Spettacolari la fotografia e l’interpretazione di Toni Servillo

La grande bellezza” è un film diretto e sceneggiato da Paolo Sorrentino, candidato al Festival di Cannes e al Premio Oscar per il miglior film in lingua non inglese. Il 14 gennaio di quest’anno ha ricevuto un Golden Globe, l’ultimo era stato vinto nel 1990 da Giuseppe Tornatore con “Nuovo Cinema Paradiso”.
Il cast del film vede la partecipazione di attori affermati come Toni Servillo, per lui ruolo da protagonista, Carlo Verdone, Sabrina Ferilli e Galatea Ranzi, eclettica attrice che si divide tra grande schermo e palco del teatro. Notevoli i primi minuti del film, con il regista che introduce lo spettatore alla trama senza che gli attori proferiscano parola: un sottofondo musicale accompagna la telecamera attraverso una discoteca e fa finalmente capolino sul protagonista, Jep Gambardella, magistralmente impersonato da Servillo.
Jep è un navigato e disilluso giornalista, diviso tra la mediocrità generale dell’Italia moderna e l’eterno splendore di una Roma assoluta, oppresso da un’assenza di stimoli che causa in lui la perdita di ogni velleità artistica: la sua sensibilità sarebbe sprecata nella Babele che lo circonda.
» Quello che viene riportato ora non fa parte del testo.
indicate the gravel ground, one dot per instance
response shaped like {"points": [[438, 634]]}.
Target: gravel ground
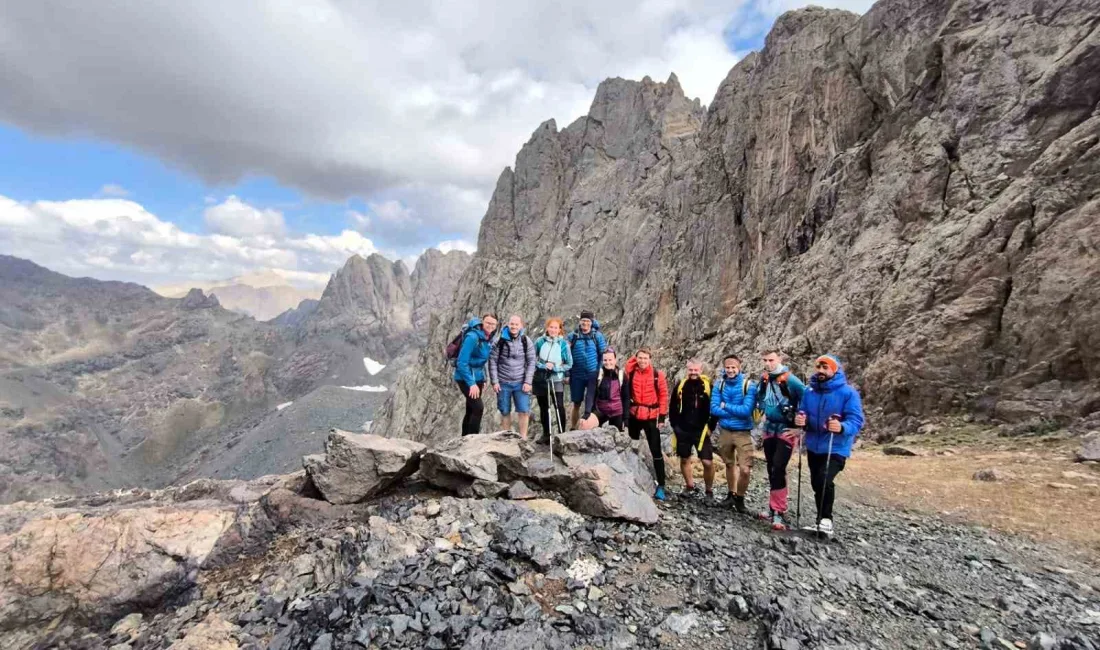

Il protagonista racconta di essere giunto a Roma quarant’anni prima con il sogno di diventare “il re dei mondani”: riesce nell’impresa, salvo, poi, rendersi conto di essere in qualche modo intrappolato in questa condizione, che con il tempo lo annoia sempre più, arrivato a sessantacinque anni è circondato da persone vuote e insipide, per il quale non prova nessun interesse particolare.
Le uniche persone presenti con continuità nella sua vita sono una ristretta cerchia di conoscenti con la quale trascorre le serate sulla sua terrazza vista Colosseo, discutendo in maniera, superficiale: il manipolo di amici vive in un atmosfera esclusiva, ma è evidente che ognuno porta la sua croce.
Un episodio negativo, unito alla futilità della maggioranza delle persone che lo circondano, spingono Jep ad una riflessione profonda sulle sue velleità artistiche:
“Mi chiedono perché non ho più scritto un libro. Ma guarda qua attorno. Queste facce. Questa città, questa gente. Questa è la mia vita: il nulla. Flaubert voleva scrivere un romanzo sul nulla e non ci è riuscito: dovrei riuscirci io?”.
Nel film, la grande bellezza assume diverse forme: quella concreta ed immensa di cui è impregnata Roma, quella segreta ed astratta data dalla sensibilità di Jep o quella che il protagonista necessita per ispirare la propria vena artistica; queste interpretazioni cozzano fragorosamente con la quotidianità trash dello spaccato proposto dal film, dove apparenza ed ipocrisia fanno da padrone: chi avrà la meglio?
Un film totalmente “Made in Italy” che ha riscosso giudizi contrastanti in casa nostra, ma che merita, quantomeno, di essere visto: spettacolare la fotografia, che immortala lunghe passeggiate per le vie della Capitale e spesso rapisce lo spettatore trascinandolo con sé ma la vera forza di questa pellicola sono i dialoghi.
Dialoghi che sono spesso monologhi o riflessioni, sempre attenti e mai banali, spesso borghesi ma talvolta coloriti; indimenticabile il momento in cui Jep, sfidato da una presuntuosa pseudo-intellettuale, la distrugge descrivendo in pubblico con lucida precisione gli scheletri della sua vita.